Now that the fog had lifted, the weather was all that could be wished. It was a cool, somewhat overcast, but fine November day. The stock of deer in the Wilicza chase was considered to be unrivalled, the arrangements were on all points excellent, and the game was most abundant. That every effort should be made to regain what had been lost in the morning was a thing of course. The short autumn afternoon was fast closing in, but no one thought of staying the sport at sight of the first shades of twilight.
Some thousand paces distant from the forester's house, which was to-day to serve as rendezvous, there lay a stretch of meadow, solitary and, as it were, lost in the midst of the encircling thickets. The close undergrowth and the mighty trees which fenced it in, made the spot invisible to all but those who knew where to find it, or who stumbled on it by accident. Now, indeed, that the chill of autumn had in some degree thinned the surrounding foliage, access could be had to it more easily. In the midst of this piece of meadow-land lay a small lake or pond, such as is often to be found in the heart of the woods. During the summer months, with its waving reeds and dreamy water-lilies, it lent to the place a peculiar poetic charm of its own; but now it brooded dark and bare, fading leaves floating on its surface, its brink edged by a circle of brown discoloured grass, autumnally desolate like all its surroundings.
Under one of the trees, which stretched its boughs far out over the meadow, stood Countess Morynska, quite unattended and alone. Her retirement must have been a voluntary one. She could not have accidentally wandered from the hunt, for sounds of the gay party were to be heard distinct enough, though borne over from a distance, and close at hand stood the forester's house, where the young lady must have left her horse. She seemed purposely to have sought, and wishful to preserve, her present solitude. Leaning against the trunk of a tree, she gazed fixedly at the water, and yet plainly saw neither it nor any other feature of the landscape before her. Her thoughts were elsewhere. Wanda's beautiful eyes could take a very sombre look, as was evident at this moment. She appeared to be struggling with some feeling of angry resentment; to judge, however, by the knitting of her white brow and the defiant curl of her lips, this feeling would not allow itself to be so easily mastered, but stood its ground firmly. Farther and farther the hunt receded, taking, as it seemed, the direction towards the river, and leaving this part of the chase quiet and free. Gradually the varied, confused tones died away in the ever-increasing distance; only the dull shots reverberated through the air--then these too ceased, and all became still, still as death, in the forest.
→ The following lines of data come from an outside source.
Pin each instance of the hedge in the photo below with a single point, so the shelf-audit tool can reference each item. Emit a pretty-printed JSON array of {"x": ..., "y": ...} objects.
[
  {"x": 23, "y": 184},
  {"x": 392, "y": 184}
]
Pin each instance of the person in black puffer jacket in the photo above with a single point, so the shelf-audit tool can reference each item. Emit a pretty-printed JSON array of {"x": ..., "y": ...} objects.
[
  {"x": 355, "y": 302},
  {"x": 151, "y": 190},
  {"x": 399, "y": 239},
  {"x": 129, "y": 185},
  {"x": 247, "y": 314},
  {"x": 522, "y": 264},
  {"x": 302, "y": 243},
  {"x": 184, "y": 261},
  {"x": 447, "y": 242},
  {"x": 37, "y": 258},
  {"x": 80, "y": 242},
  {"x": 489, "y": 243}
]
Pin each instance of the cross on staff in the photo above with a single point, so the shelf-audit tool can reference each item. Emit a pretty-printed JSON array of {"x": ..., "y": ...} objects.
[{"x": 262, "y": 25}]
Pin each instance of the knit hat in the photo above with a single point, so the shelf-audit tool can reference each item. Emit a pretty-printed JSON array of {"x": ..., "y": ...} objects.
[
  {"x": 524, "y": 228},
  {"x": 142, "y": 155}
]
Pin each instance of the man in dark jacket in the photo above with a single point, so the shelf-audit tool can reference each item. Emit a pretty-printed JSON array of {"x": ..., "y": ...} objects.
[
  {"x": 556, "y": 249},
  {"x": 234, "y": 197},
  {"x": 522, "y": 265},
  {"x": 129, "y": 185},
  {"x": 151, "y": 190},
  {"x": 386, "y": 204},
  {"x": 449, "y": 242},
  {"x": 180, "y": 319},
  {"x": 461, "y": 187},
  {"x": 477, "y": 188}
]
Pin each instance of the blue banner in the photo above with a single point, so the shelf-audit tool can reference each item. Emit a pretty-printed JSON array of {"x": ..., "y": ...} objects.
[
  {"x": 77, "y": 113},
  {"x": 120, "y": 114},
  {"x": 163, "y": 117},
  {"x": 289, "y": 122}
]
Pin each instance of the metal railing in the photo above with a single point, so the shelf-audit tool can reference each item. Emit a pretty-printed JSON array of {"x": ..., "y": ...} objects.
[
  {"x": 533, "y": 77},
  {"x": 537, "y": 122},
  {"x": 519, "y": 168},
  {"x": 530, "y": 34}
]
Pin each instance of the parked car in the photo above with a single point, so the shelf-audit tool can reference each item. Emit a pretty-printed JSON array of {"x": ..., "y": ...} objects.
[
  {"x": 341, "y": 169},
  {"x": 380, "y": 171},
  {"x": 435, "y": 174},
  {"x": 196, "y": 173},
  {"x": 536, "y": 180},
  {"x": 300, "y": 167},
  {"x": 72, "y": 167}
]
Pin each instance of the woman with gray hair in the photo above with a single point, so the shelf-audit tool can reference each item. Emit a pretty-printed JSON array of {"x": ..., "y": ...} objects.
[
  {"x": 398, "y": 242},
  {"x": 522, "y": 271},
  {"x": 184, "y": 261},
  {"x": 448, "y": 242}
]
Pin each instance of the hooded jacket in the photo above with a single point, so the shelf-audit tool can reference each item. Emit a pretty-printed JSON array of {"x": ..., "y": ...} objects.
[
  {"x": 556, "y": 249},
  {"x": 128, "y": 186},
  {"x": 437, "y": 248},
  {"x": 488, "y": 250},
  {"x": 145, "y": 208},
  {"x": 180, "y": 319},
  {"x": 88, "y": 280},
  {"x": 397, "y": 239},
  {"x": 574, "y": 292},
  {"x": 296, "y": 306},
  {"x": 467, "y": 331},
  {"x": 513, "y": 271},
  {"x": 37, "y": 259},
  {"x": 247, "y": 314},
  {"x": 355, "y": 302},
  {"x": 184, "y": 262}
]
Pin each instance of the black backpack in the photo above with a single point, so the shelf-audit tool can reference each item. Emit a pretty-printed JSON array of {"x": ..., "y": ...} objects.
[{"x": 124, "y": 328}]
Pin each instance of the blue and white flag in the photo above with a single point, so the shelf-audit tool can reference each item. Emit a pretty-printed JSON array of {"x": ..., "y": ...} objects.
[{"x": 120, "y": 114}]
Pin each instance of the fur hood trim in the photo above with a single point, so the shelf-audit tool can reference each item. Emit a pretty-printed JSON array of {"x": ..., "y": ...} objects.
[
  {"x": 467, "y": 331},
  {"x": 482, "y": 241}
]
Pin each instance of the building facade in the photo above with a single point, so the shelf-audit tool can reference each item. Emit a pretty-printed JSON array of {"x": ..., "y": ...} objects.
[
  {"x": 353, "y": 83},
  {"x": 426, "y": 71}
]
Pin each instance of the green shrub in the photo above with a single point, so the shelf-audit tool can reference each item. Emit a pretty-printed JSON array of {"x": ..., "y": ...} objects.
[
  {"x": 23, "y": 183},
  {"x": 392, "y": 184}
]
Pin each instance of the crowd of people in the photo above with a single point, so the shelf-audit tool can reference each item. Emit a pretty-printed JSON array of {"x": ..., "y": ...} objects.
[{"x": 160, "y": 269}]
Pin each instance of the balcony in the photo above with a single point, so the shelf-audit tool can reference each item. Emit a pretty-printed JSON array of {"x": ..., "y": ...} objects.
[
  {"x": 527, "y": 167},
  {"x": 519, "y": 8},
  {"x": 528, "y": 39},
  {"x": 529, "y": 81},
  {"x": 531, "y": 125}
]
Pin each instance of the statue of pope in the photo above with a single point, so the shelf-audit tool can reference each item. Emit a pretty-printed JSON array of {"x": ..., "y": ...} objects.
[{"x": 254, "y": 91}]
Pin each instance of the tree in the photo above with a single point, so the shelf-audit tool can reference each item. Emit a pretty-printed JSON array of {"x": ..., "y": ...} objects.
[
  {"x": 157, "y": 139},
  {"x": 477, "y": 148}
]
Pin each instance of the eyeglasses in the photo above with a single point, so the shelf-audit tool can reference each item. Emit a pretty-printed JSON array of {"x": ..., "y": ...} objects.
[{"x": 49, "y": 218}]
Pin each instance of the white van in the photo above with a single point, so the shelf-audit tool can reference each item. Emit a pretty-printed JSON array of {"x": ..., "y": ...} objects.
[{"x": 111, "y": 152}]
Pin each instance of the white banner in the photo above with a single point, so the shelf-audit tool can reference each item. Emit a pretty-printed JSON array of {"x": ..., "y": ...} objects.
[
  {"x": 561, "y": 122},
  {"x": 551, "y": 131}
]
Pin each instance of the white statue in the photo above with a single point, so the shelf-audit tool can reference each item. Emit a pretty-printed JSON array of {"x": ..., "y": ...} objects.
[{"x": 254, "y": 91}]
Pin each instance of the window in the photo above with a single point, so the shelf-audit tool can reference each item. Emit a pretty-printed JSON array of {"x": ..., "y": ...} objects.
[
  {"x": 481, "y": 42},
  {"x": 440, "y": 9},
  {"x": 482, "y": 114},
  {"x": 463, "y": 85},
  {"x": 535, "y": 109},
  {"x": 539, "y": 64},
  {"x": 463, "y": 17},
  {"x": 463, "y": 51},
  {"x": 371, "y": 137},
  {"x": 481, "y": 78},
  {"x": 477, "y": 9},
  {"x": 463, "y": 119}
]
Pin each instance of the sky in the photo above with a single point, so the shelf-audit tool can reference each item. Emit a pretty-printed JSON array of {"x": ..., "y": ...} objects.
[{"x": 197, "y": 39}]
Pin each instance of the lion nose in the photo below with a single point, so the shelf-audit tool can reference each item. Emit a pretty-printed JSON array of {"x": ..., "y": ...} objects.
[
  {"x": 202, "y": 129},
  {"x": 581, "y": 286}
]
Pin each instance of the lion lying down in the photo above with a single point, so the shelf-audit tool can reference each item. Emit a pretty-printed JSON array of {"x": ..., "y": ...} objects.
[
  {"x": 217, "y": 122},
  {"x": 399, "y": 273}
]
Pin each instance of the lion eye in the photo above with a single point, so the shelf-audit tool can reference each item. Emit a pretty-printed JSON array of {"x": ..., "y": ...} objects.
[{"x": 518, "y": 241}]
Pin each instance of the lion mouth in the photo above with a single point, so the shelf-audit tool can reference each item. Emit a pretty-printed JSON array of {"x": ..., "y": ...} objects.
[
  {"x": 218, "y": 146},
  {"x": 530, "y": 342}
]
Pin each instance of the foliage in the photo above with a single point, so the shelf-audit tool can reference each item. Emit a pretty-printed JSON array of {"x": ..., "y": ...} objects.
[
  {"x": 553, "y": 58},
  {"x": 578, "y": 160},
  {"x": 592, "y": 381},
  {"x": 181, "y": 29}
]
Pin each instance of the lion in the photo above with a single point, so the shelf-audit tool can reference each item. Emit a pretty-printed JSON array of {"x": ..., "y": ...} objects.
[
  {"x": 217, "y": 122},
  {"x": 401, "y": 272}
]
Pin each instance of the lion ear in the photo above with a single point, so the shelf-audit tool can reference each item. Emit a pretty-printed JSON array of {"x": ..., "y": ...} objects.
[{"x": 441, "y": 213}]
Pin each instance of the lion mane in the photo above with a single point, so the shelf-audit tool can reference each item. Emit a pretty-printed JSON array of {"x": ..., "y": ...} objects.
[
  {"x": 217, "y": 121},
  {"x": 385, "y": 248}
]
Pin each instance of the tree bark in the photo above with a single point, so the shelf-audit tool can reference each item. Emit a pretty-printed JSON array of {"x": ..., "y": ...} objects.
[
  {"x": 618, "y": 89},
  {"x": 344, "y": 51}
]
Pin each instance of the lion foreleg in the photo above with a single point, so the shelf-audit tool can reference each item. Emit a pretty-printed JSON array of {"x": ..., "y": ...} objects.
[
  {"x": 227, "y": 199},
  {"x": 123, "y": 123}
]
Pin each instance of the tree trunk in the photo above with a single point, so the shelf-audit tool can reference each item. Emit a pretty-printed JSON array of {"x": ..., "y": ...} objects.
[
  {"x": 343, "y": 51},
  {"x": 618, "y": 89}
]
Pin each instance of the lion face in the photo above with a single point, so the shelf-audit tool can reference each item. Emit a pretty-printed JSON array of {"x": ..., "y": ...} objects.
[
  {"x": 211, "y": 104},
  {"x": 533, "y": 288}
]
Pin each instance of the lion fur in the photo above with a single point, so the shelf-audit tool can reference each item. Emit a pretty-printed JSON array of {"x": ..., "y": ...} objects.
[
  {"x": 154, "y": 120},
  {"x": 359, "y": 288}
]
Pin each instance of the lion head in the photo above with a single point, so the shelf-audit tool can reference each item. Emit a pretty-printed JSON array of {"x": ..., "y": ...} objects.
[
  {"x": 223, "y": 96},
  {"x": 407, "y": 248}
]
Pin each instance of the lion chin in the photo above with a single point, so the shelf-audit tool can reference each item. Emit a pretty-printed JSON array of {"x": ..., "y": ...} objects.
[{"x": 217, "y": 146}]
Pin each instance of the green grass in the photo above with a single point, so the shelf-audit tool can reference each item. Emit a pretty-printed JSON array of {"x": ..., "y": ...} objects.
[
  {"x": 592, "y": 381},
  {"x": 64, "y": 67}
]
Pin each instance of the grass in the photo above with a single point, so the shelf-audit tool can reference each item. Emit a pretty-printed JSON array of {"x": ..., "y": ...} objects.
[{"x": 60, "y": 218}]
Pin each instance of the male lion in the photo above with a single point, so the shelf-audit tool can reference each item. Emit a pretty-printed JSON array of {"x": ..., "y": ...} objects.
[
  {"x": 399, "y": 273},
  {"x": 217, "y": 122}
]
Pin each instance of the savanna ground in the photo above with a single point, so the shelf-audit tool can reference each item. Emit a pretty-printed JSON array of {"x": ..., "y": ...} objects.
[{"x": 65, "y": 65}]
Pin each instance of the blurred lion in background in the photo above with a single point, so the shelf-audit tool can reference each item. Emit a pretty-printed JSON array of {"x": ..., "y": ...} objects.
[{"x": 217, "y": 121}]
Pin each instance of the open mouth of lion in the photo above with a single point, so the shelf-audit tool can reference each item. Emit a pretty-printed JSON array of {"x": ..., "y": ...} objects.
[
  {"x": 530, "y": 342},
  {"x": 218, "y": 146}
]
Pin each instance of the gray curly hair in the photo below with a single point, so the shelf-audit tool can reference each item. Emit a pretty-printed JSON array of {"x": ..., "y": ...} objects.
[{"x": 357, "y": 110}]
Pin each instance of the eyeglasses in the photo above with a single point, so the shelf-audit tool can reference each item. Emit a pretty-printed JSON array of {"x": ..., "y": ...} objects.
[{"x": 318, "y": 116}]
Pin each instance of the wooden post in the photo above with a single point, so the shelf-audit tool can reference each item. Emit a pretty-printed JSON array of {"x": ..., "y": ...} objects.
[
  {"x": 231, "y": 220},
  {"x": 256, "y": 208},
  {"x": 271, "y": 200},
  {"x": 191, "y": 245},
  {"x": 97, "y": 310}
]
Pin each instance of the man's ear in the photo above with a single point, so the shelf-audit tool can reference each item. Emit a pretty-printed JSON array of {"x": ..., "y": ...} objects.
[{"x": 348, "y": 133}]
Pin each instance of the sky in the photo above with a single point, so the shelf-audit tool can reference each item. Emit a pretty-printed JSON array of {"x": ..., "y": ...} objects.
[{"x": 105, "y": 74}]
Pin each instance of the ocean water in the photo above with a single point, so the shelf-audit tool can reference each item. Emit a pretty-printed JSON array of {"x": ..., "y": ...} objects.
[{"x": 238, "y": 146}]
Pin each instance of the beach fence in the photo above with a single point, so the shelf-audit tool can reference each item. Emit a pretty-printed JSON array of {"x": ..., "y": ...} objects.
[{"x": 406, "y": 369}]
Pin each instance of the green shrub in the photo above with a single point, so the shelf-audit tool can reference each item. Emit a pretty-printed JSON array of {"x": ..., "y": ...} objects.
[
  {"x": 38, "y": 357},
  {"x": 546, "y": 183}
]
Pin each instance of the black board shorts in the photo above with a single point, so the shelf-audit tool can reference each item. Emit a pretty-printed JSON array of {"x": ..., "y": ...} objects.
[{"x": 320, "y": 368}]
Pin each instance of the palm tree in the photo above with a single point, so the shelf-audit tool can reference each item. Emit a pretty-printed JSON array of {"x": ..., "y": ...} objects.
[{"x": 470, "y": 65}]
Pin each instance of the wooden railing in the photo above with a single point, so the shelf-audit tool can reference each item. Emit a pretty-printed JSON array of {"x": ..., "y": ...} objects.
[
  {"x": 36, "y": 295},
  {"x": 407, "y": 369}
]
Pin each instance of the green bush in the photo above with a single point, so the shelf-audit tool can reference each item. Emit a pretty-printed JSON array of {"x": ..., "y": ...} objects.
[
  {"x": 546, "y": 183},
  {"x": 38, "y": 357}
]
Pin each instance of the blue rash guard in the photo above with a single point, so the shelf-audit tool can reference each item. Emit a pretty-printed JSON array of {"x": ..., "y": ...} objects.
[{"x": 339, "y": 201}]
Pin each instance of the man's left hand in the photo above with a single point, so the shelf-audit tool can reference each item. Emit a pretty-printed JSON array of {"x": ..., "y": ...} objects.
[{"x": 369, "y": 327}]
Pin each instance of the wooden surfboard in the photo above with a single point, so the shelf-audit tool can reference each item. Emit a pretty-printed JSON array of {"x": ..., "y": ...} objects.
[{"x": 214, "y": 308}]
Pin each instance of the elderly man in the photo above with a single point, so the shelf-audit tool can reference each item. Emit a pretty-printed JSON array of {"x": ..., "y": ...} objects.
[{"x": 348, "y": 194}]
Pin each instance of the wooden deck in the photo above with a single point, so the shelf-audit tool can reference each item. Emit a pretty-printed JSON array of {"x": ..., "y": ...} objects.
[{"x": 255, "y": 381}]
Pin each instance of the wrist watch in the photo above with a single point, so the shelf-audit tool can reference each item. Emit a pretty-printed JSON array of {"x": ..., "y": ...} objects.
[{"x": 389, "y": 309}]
Wanda must have stood so, motionless, for some length of time, when the sound of steps and a rustling close at hand attracted her attention. She raised herself impatiently, and was about to search for the cause of the disturbance, when the bushes were thrust aside, and Waldemar Nordeck stepped out from among them. He started at sight of the Countess. The unexpected meeting seemed as little agreeable to him as to her, but a retreat now was out of the question; they were too near each other for that. Waldemar bowed slightly, and said, "I was not aware that you had already left the hunt. Countess Morynska has the reputation of being so indefatigable a sportswoman--will she be missing at the close of the day?"
"I may retort with a like question," replied Wanda. "You, of all people, to be absent from the last run!"
He shrugged his shoulders. "I have had quite enough of it. The noise and bustle of such a day destroy all the pleasure of the sport for me. To my mind all the excitement of the thing is in its chances, in the trouble one has to take. I miss all this, and, more especially, I miss the forest stillness and forest solitude."
Quiet and solitude were precisely what Wanda herself had felt in need of, what she had sought here; but nothing, of course, would have induced her to admit it. She merely asked--
"You come now from the forester's house?"